そして、ここはモン族が多く住むエリア。まだ観光開発が進んでおらず、のんびりと落ち着いている雰囲気を味わえ、少数民族の人々の暮らしを間近で感じられるのも魅力です。
サパとの違いは?
“棚田”や“少数民族”といったキーワードが似ているサパとの違いを聞かれることもあるため、私なりの視点をお伝えします。
サパは観光開発が進み、ホテルやパッケージツアーもかなり整備されていて英語が通じるところも多いですよね。ハノイからの移動手段も多く、初心者でも割と行きやすいと思います。
一方、ムーカンチャイは”the田舎!”です。
商業的な雰囲気はほぼ無く、人々も非常にのどかな感じです。英語はほぼ通じません!(少数民族は独自の言葉を持つため、ベトナム語も通じないことも!)また、棚田は広範囲に渡るため、“行ってみたけど棚田が見られなかった…”ということがまず無いのが魅力です。
ただ、ムーカンチャイの棚田は私有地なので、写真撮影をする場合は地元の人に配慮するようにして下さいね!
ベトナムに慣れていない方、快適さ重視の方にはサパを。
一方、“絶景の棚田”を旅のメインにしたい方、観光客が少ない長閑な“ベトナム田舎体験”をしたい方には、ムーカンチャイをオススメしています。
いつ行くのがいいの? 棚田のベストシーズン
ベストシーズンは、稲刈り直前の季節、8月末〜10月にかけて。
まだまだ真夏の暑い時期ですが、稲が成長し、豊かな黄金の稲穂の景色を楽しめます。
4〜6月にかけての田植えの季節も、水を張った茶色と苗の緑のコントラストを見ることができます。
毎年、天候によりベストシーズンが少しずつ変わるそうです。
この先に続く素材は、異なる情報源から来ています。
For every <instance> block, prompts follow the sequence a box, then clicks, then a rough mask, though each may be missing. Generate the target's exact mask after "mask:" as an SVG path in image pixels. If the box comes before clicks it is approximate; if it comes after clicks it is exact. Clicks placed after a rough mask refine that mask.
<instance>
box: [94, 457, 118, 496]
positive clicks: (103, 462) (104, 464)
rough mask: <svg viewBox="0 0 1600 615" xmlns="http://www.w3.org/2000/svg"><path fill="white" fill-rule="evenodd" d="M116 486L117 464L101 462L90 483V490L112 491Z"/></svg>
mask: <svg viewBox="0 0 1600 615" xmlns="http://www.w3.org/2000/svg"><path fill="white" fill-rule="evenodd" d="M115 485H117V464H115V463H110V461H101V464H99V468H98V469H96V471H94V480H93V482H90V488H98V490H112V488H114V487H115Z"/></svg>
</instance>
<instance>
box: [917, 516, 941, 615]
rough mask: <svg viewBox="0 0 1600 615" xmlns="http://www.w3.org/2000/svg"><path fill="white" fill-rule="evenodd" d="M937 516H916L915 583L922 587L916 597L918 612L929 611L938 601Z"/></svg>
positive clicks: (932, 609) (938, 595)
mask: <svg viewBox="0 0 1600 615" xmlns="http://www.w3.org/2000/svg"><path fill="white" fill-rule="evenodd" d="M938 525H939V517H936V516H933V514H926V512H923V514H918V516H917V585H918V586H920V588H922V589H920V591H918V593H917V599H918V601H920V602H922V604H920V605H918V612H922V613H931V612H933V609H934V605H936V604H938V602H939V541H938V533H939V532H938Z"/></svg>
もし必ずこの景色がみたい、という希望があれば、ベトナムの旅行会社などに問い合わせてみて下さい。
どうやって行くの?
公共機関を使う場合は、ハノイのMy Dinh(ミーディン)バスターミナルからムーカンチャイ行き直行バスが出ています(夜行バスもあり)。
もしくは、中間地点にあるNghia Lo(ニアロ)行きは本数が沢山あるので、そこで乗り換える方法もあります。体力やローカル感に自信のある方、安さ重視の方はチャレンジして下さい!
ただ、やはりバスへのハードルは高いと思うので、私自身はハノイからレンタカーを借りる、もしくは現地発着ツアーに申込むことをオススメしています。
(※ちなみに、TNK&APTトラベルJAPANさんとツアーを作りました! )
どこに泊まればいい?
少数民族のホームステイは、新鮮で美味しいローカル食も楽しめオススメです。
ムーカンチャイの中心部には、タイ族のホームステイがたくさんあります。
ホームステイといっても、タイ族の高床式伝統家屋の2階の大広間に、カーテンのようなもので仕切られているプライベート空間の中で、敷き布団に寝るスタイル。ほとんどの場所でWifiはサクサクつながり、水洗トイレ、お湯のシャワーは完備です。
また、景色重視ならば、モン族のホームステイは山の上ですが、朝靄や夕暮れの景色が最高です!
ホームステイはハードルが高い、必ず個室がいいという方は、ホテルも市内にはありますので(ほとんどがNha Nghiですが多くの観光客が普通に宿泊しています)そちらを利用して下さい。
※なかなかネット上に情報がないのですが、Google mapで“Mu cang chai Homestay”と検索するといくつか出てくるはずです。
(旬のタケノコや水牛のジャーキーなどは絶品です!)
まとめ
ハノイからの移動時間もあり、出来れば最低2泊3日で訪れてほしい場所です。ただ、週末にハノイから1泊旅行で来る人もいます。
“絶景の棚田と少数民族の秘境”・“新鮮な空気と美味しい食事”にいいなと思った方、“ベトナムの新たな場所を開拓してみたい”という方は、是非ハノイからの週末旅の候補としてご検討下さい。
特に折角ハノイに住んでいる方には、一度は訪れることをオススメしたい場所です!!